August 16, 1985
Cable No. 6170, Ambassador Matsunaga to the Foreign Minister, 'Problem of the Release of the American Hostages'
Primary: Middle Eastern and African Affairs Bureau Director-General
Sent: United States, August 16, 1985, 19:19
Received: MOFA, August 17, 1985, 08:20
To: The Foreign Minister
From: Ambassador Matsunaga
Problem of the Release of the American Hostages
No. 6170 Secret Top Urgent
Re: Outgoing Telegram No. 6164
1. On the 16th, I had Orita brief Presidential Special Assistant Sigur regarding the details (including the substance of Majlis Speaker Rafsanjani’s response to the Prime Minister’s letter) of the talks of Special Envoy Nakayama on his visits to Iran and Syria. The other side’s response was as follows below.
(1) I talked to Presidential Assistant McFarlane on the evening of the 15th. He asked me to tell you that President Reagan was very pleased with Ambassador Matsunaga’s telephone call to Presidential Assistant McFarlane and to convey to you his profound gratitude for the efforts of the Government of Japan on our behalf. Please let me convey to you the gratitude of the United States Government to Prime Minister Nakasone, the Foreign Minister, and others in the Government of Japan.
(2) Please contact us immediately from this point onward in the event of any new developments concerning this matter.
(3) This matter is one of an extremely sensitive character, so we ask that treat it henceforth with great care, even in the White House.
2. On the 16th, I had Orita deliver a similar briefing to Acting Assistant Secretary of State for Near Eastern and South Asian Affairs Raphel (Secretary Shultz and Under Secretary Armacost were absent, and Assistant Secretary of State Murphy was on a trip to the Middle East) and asked that he convey it to Secretary Shultz. The other side’s response was as follows below.
(1) The US Government has a strong interest in the problem of the seven Americans and the other foreign hostages, as you know. We appreciate the Government of Japan for sparing no effort, taking prompt action, and informing us of the content of sensitive talks. We will immediately inform Secretary Shultz of what you have said.
(2) Among the things that Majlis Speaker Rafsanjani told Special Envoy Nakayama, of great interest is the part where he said, “If the Lebanese in Israel are released, I believe that we would then be able for the first time to take some sort of action with Syria for the release of the hostages and exercise our influence.” It seems to suggest that Iran, although with conditions attached, itself would take action. On the other hand, in Majlis Speaker Rafsanjani's letter to the Prime Minister, the possibility of action by Iran is ambiguous and Iran’s real intention is hard to fathom.
(3) Please let us know immediately from this point onward of any new developments.
(4) Secretary Shultz has said from the beginning that this matter is an extremely sensitive one and asked that you treat it with great care.
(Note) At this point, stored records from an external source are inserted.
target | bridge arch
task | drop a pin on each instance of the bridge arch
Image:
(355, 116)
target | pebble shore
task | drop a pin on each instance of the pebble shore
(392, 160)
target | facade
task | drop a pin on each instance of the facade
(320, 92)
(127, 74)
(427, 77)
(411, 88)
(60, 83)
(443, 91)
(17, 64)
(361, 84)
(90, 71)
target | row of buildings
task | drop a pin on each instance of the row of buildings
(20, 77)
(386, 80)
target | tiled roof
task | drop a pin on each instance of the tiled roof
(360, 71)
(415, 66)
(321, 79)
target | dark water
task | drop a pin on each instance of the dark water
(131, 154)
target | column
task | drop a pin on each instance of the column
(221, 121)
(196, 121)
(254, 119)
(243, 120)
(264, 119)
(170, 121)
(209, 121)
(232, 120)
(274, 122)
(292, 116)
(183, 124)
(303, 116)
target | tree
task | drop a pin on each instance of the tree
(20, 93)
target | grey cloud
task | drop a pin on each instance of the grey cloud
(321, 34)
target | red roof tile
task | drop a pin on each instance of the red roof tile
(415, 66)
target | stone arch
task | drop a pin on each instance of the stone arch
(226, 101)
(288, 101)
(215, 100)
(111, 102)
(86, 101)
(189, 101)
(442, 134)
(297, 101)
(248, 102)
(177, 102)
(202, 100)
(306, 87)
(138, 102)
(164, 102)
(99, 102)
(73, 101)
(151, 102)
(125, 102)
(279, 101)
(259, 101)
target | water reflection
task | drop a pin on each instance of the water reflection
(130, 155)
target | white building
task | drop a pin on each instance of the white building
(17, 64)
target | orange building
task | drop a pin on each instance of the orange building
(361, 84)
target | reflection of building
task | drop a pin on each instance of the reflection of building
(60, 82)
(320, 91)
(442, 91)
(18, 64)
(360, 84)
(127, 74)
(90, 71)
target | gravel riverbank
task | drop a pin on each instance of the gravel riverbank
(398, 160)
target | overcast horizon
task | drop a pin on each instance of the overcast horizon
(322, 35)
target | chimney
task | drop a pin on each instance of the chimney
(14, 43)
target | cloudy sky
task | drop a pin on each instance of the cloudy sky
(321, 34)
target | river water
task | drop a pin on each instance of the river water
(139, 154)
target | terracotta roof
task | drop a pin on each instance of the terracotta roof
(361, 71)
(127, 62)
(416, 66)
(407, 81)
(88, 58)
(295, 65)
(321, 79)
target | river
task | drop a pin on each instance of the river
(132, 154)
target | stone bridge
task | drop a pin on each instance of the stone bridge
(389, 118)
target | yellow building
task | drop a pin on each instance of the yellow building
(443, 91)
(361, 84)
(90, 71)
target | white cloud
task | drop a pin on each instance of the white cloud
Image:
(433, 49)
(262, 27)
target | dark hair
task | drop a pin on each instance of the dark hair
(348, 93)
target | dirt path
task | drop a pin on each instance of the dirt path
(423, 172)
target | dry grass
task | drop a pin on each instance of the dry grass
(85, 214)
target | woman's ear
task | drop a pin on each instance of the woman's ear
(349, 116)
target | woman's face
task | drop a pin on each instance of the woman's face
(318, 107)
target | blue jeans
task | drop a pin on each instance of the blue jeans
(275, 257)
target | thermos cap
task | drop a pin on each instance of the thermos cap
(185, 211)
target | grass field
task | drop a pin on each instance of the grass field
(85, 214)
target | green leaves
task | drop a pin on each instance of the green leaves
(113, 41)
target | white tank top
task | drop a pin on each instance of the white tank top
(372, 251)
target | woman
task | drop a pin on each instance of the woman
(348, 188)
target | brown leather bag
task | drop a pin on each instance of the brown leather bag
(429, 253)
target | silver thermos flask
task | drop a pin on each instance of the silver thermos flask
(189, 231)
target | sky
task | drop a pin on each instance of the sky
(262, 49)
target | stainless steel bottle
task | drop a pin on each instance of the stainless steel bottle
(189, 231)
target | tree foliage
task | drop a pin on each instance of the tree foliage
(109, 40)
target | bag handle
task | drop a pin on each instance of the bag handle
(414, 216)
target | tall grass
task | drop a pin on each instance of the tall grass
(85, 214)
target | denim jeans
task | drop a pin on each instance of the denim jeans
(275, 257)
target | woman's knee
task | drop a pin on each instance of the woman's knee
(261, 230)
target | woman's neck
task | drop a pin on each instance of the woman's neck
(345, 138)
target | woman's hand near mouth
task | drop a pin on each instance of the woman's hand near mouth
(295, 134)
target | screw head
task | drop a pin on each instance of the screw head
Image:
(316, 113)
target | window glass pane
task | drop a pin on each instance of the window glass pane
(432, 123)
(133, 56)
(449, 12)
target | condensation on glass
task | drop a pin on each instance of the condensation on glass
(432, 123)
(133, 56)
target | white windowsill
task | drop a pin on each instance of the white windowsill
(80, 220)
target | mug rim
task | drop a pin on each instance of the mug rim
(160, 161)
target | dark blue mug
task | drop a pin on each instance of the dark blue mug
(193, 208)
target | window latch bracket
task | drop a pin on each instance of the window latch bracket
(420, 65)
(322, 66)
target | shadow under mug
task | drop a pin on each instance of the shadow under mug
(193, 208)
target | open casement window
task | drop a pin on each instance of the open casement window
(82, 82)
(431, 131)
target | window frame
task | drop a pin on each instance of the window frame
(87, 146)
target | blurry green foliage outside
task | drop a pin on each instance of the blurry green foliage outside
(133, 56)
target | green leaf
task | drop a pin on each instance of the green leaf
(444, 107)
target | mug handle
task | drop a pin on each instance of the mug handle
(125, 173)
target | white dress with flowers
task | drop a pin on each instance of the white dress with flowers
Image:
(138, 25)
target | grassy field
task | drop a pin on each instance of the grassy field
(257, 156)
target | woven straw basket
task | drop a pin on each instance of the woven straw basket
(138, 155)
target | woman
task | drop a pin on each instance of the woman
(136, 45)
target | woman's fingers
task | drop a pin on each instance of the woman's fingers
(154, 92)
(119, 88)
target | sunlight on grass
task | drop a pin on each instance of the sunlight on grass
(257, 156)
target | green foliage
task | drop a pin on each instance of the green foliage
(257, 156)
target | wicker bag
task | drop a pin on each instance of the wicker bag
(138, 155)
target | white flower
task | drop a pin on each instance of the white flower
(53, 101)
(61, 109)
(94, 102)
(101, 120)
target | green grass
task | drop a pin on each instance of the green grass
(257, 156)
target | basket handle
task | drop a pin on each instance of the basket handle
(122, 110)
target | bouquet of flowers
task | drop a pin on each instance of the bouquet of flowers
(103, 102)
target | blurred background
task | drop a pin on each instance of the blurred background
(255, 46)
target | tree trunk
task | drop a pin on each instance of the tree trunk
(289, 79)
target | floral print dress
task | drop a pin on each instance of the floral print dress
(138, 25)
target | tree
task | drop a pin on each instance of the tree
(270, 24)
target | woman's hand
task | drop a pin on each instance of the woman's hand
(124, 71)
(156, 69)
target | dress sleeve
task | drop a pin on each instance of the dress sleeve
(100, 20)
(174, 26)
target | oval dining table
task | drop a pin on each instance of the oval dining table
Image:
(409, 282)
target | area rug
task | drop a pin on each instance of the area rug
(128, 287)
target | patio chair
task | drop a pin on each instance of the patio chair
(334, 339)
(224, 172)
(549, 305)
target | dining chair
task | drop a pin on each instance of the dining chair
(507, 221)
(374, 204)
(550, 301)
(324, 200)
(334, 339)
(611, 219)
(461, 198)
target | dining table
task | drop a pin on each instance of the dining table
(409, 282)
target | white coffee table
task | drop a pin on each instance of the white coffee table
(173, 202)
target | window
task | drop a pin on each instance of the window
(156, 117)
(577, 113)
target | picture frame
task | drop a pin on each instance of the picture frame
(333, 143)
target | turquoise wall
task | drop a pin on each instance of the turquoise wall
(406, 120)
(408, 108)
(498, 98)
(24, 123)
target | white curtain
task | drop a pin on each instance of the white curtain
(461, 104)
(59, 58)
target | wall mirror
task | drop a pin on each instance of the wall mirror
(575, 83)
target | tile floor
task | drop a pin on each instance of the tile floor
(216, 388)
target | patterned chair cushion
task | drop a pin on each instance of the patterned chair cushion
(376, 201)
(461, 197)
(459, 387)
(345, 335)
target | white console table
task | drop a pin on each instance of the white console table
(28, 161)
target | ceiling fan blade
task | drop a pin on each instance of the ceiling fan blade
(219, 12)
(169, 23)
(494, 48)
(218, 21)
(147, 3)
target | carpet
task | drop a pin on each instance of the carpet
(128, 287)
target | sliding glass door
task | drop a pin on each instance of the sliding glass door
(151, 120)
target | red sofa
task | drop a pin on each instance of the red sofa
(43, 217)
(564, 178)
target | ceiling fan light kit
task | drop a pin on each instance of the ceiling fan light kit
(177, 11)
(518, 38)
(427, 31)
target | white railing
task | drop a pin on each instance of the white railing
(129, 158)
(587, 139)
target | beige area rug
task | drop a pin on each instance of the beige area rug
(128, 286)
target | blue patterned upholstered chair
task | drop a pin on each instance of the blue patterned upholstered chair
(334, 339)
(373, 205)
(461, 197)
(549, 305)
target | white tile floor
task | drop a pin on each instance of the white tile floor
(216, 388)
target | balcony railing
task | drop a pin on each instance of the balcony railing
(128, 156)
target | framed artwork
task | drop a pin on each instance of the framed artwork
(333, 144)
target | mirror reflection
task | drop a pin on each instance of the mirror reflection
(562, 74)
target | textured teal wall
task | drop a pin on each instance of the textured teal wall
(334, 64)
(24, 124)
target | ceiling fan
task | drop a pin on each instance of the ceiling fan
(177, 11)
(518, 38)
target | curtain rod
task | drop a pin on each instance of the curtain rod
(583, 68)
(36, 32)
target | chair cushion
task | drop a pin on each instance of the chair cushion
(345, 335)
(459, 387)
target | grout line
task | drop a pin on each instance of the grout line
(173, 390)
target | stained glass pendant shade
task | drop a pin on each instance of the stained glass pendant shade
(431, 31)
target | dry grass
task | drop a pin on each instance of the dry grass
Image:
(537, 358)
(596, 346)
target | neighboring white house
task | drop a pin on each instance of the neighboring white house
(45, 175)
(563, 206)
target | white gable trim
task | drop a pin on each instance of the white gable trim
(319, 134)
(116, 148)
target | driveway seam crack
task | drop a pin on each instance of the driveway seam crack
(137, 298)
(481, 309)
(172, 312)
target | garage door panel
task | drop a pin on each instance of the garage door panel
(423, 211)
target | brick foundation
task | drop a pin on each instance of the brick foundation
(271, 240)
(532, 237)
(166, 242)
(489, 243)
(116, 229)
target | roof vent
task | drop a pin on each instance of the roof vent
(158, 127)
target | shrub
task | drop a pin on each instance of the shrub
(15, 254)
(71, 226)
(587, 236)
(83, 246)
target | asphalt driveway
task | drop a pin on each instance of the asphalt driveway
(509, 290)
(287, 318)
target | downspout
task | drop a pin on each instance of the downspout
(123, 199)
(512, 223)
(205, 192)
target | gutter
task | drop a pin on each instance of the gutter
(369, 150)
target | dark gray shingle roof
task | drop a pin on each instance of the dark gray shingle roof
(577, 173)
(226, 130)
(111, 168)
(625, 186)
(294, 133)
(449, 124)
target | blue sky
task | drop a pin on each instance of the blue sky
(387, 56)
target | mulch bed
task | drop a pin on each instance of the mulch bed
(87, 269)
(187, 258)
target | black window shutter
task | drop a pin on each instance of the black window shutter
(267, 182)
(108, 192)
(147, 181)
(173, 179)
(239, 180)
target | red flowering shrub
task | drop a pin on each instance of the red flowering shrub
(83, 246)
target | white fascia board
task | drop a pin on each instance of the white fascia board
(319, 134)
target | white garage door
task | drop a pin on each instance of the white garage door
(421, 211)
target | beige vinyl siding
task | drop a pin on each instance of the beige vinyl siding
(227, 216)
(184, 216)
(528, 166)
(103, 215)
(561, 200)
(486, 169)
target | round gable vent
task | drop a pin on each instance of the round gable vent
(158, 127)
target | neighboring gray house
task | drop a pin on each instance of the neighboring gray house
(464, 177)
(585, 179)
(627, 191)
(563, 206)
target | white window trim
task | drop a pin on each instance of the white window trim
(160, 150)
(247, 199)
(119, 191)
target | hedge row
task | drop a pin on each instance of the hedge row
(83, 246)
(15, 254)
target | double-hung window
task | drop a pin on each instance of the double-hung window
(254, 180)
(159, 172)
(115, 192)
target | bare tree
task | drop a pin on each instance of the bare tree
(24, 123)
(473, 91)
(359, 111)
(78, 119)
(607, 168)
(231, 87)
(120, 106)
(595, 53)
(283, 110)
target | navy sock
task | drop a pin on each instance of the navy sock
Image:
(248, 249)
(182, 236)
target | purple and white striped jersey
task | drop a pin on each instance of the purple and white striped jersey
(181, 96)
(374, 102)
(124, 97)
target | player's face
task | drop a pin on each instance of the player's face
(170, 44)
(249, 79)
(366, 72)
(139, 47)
The United States, too, intends to handle this matter with the greatest care.
(5) In addition, concerning the release of the Lebanese prisoners in Israel, we have been informed that there is no change in Israel’s policy of freeing all of them. As 100 prisoners have been freed recently, that leaves 250 of them. It is difficult at this stage to predict when their release will be completed but, as the security situation in Southern Lebanon has improved, a somewhat optimistic outlook may be possible. (End)
A telegram from Ambassador Matsunaga to the Foreign Minister describing President Reagan and Acting Assistant Secretary of State for Near Eastern and South Asian Affairs Raphel's response to briefings about Special Envoy Nakayama's visit to Iran and Syria to discuss the American hostages held in Lebanon.